Users who are able to work with more complex data grammars, such as the XML and ASN.1 versions of BIND, should refer to the BIND divisions to obtain a complete BIND database: ftp://ftp.blueprint.org/pub/BIND/data/divisions/. Daily non-cumulative (nc) updates to BIND are provided in the daily-nc directory for those who write scripts but do not wish to download all of BIND on a daily basis. Likewise, users who are looking for specific subsets of BIND data should refer to the BIND datasets (ftp://ftp.blueprint.org/pub/BIND/data/datasets/). The file with all of the BIND sequences in the FASTA format is found at ftp://ftp.blueprint.org/pub/BIND/data/divisions/fasta/bindall.fsa.gz BIND BLAST databases are found throughout the BIND FTP site as *.fsa files in the Divisions and Dataset directories and are updated in the daily-nc directory.
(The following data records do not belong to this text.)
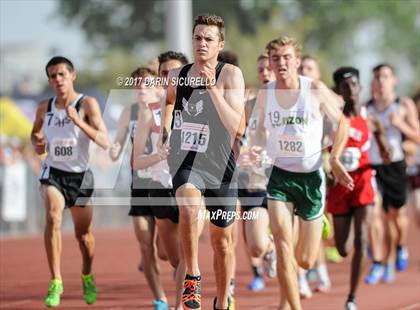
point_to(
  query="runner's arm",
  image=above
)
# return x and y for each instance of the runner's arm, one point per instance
(167, 107)
(409, 126)
(121, 136)
(330, 103)
(337, 167)
(94, 128)
(144, 126)
(379, 134)
(37, 135)
(230, 102)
BIND datasets are collections of BIND data based on fixed queries of taxonomy, experimental system or publications, and files are available in BIND XML, BIND Asn.1 and FASTA sequence formats. BIND datasets arising from experimental-system annotation are referred to by name on the FTP site (e.g. two_hybrid_test.1.xml.gz). Datasets organized by taxonomy can be used to collect all interactions in BIND that are known for each organism in BIND. To access the appropriate file, first use the NCBI Taxonomy browser to find the taxon identifier number of the organism of interest (e.g. 9606–Homo sapiens), then find the corresponding file with the taxon identifier in its name (e.g. taxid9606.1.xml.gz). In a similar fashion, dataset files arising from unique publications are organized on the FTP site according to the PubMed identifier of the paper, which can be obtained from an NCBI PubMed query. Publication datasets can be used to assemble specific sets of interactions from cited publications without having to search across multiple websites to collect a variety of supplemental data stored at publisher websites in ad hoc formats.
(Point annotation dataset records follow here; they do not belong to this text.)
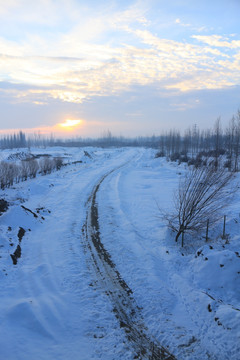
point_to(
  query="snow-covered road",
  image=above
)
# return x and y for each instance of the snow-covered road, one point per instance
(53, 303)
MMDBBIND data are supplemented on the FTP site with sequence files that convey the specific pairwise residue–residue interaction between 3D biopolymer molecules using uppercase sequence characters to indicate interacting residues, as well as the redundant groupings of structure interaction data. The PDB sequences have also been matched to other databases like RefSeq with high confidence via BLAST and customized alignment tools. These data are also available in the same sequence representation with interacting residues mapped onto the typically longer versions of the sequences found in RefSeq. BIND's MOD data, containing curated, validated small molecules can be downloaded in *.mol or *.sdf file format at ftp://ftp.blueprint.org/pub/BIND/data/MOD/. Curated MOD records will be provided through the NCBI PubChem web interface, with links back to BIND in the near future.
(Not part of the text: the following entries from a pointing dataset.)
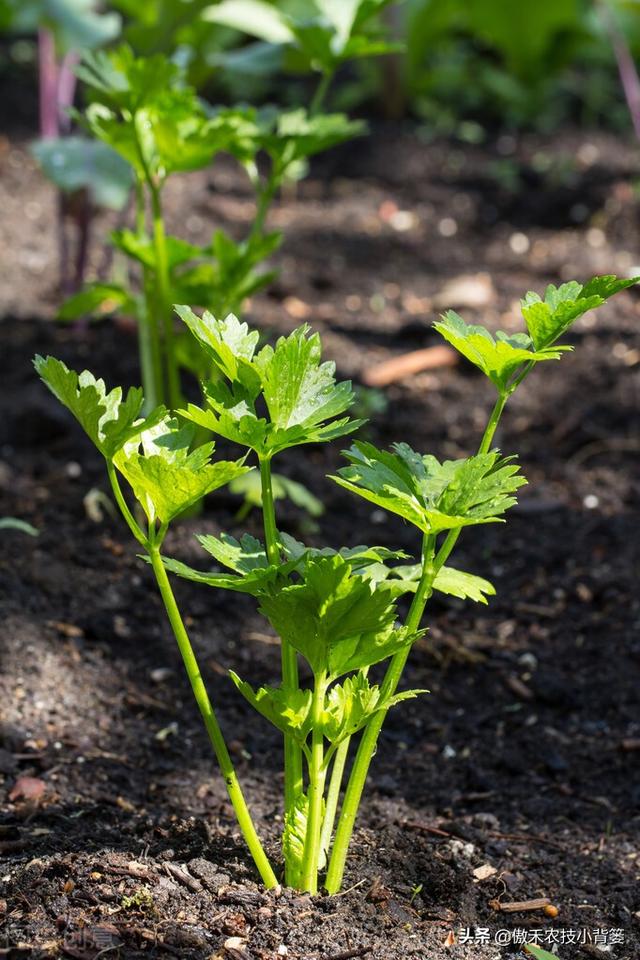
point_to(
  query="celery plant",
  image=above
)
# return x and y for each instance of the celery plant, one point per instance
(142, 109)
(336, 609)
BIND is funded in Canada by a consortium that includes Genome Canada through the Ontario Genomics Institute, the Ontario R&D Challenge Fund, the Canadian Institutes of Health Research in partnership with IT providers Sun Microsystems and Foundry Networks. BIND activity in Asia is funded by an investment of the Economic Development Board of Singapore. C.W.V.H. wrote this manuscript. All other authors contributed to database and software products mentioned herein and are listed alphabetically.